Teryn Mattox writes:
I was reminded by your recent post on propensity score matching of a nagging doubt I have about this methodology. It seems as though propensity score matching actually exacerbates selection bias. I do research on childhood interventions, and am considering using a matched design to compare the outcomes of children that did and did not receive the “treatment” of high quality preschool. But…if there are two families that are very similar in every observable way, but the parents still elected to put their kids in different preschool programs, doesn’t that mean that there must be that much more difference in unobservable characteristics between the two of them? For example, we have very few highly educated families putting their kids in bad quality care – those few families must be doing something very different, no? So won’t we dramatically overestimate the treatment effect, even more than if we just did a simple OLS regression?

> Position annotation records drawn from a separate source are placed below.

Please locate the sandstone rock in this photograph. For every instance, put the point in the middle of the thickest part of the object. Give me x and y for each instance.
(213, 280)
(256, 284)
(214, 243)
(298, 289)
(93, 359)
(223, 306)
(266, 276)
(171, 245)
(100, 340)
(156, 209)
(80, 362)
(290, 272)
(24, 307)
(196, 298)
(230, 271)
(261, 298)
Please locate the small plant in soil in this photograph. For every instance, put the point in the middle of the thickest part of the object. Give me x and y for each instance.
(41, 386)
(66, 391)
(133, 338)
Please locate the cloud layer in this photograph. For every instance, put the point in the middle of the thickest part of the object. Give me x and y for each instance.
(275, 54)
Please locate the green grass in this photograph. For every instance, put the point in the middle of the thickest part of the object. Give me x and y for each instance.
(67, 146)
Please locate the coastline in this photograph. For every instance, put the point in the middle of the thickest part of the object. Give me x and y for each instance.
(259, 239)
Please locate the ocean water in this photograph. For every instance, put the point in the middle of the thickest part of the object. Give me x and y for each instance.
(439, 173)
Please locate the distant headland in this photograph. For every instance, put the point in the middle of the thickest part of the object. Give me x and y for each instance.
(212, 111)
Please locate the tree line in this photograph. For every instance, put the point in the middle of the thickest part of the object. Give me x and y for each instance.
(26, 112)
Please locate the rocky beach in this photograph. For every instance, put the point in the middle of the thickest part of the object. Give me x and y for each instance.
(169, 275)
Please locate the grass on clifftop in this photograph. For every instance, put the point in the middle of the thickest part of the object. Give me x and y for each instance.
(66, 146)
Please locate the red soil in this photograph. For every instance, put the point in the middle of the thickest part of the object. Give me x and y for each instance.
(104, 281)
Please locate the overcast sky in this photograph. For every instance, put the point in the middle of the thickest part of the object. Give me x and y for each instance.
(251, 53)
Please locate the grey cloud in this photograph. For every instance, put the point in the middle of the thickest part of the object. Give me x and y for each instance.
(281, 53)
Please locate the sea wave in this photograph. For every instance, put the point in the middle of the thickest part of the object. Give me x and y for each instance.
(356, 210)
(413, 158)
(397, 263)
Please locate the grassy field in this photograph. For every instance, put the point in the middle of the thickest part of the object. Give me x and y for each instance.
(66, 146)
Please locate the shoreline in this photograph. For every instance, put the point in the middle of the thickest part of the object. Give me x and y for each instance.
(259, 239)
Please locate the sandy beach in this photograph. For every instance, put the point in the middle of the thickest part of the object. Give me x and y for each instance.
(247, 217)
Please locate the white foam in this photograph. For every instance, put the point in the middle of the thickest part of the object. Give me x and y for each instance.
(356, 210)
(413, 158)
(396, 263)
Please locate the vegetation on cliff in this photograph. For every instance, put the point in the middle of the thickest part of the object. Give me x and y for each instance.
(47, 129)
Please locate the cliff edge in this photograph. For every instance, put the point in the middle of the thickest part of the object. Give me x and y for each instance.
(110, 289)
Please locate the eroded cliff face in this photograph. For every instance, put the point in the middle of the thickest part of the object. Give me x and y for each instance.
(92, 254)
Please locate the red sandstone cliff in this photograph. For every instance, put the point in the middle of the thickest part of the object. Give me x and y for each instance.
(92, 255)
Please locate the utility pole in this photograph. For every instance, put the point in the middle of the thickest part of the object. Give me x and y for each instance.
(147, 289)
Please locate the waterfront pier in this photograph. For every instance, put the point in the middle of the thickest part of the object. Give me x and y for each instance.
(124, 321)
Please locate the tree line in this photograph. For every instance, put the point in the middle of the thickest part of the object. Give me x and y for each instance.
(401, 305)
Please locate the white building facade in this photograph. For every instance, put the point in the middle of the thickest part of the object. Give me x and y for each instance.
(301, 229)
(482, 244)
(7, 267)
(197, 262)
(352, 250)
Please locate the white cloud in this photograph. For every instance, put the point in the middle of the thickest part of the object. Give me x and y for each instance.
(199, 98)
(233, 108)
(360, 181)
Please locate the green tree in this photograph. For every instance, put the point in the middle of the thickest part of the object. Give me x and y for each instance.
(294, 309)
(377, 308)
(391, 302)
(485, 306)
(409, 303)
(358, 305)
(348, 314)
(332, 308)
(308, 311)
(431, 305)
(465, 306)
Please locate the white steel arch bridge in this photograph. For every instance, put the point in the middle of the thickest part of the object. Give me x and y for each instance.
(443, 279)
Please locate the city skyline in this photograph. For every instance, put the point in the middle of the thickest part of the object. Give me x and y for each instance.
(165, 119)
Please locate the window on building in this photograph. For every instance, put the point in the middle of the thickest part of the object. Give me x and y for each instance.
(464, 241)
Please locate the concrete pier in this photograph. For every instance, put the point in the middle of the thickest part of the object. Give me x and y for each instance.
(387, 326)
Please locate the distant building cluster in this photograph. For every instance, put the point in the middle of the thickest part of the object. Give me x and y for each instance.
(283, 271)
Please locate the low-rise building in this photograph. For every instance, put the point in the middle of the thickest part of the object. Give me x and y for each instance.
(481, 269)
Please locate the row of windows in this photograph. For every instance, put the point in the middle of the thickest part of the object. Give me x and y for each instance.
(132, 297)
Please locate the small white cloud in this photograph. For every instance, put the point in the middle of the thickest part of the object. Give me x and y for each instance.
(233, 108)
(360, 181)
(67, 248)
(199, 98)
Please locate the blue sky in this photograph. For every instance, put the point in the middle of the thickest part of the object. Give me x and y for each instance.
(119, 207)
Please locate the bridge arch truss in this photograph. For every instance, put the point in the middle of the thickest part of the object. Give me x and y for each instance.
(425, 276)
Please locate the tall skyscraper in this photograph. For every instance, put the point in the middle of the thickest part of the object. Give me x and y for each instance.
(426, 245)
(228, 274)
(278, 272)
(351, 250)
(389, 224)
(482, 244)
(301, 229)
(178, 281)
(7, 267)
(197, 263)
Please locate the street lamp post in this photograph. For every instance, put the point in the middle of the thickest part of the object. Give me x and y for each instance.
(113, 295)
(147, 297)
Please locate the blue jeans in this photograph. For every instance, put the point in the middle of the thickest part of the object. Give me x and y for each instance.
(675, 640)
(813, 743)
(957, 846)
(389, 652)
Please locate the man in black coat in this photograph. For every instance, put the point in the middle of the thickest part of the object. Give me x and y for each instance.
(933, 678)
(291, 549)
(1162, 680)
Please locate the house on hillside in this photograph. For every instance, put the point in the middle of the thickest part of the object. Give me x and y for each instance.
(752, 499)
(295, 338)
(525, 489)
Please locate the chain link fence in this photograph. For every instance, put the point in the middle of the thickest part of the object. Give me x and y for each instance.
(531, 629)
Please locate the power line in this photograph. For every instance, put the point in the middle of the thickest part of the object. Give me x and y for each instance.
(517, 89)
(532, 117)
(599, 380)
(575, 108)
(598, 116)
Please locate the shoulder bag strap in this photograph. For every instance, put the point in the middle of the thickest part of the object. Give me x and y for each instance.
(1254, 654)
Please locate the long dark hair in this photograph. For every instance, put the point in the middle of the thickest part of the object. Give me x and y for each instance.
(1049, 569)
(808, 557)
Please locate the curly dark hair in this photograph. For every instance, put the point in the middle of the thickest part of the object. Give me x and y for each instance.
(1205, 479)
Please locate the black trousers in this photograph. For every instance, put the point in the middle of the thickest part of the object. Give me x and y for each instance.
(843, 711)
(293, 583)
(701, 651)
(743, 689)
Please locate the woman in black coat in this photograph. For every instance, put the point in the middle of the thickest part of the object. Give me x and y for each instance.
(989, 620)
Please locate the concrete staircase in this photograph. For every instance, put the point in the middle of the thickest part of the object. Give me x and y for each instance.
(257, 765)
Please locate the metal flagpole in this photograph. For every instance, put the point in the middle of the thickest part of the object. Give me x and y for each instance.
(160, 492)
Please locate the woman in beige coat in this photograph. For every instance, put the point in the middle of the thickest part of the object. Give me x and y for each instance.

My response: First off, this isn’t anything specific to propensity scores, or even to matching; it also arises in regression or in any other situation where you’re controlling for pre-treatment variables. I’ll give two quick answers. First, it is generally recommended that you control for as many pretreatment variables as you can. In their classic article on matching for causal inference, Dehejia and Wahba emphasize the importance of controlling for enough variables (and they discuss what “enough” can mean in practice). Second, the hope when controlling for things (whether by regression modeling, matching, or other methods) is to reduce the selection bias that you’re referring to. I imagine there’ve been quite a few papers in statistics and econometrics discussing the conditions under which controlling for a pre-treatment variable reduces bias in estimated treatment effects.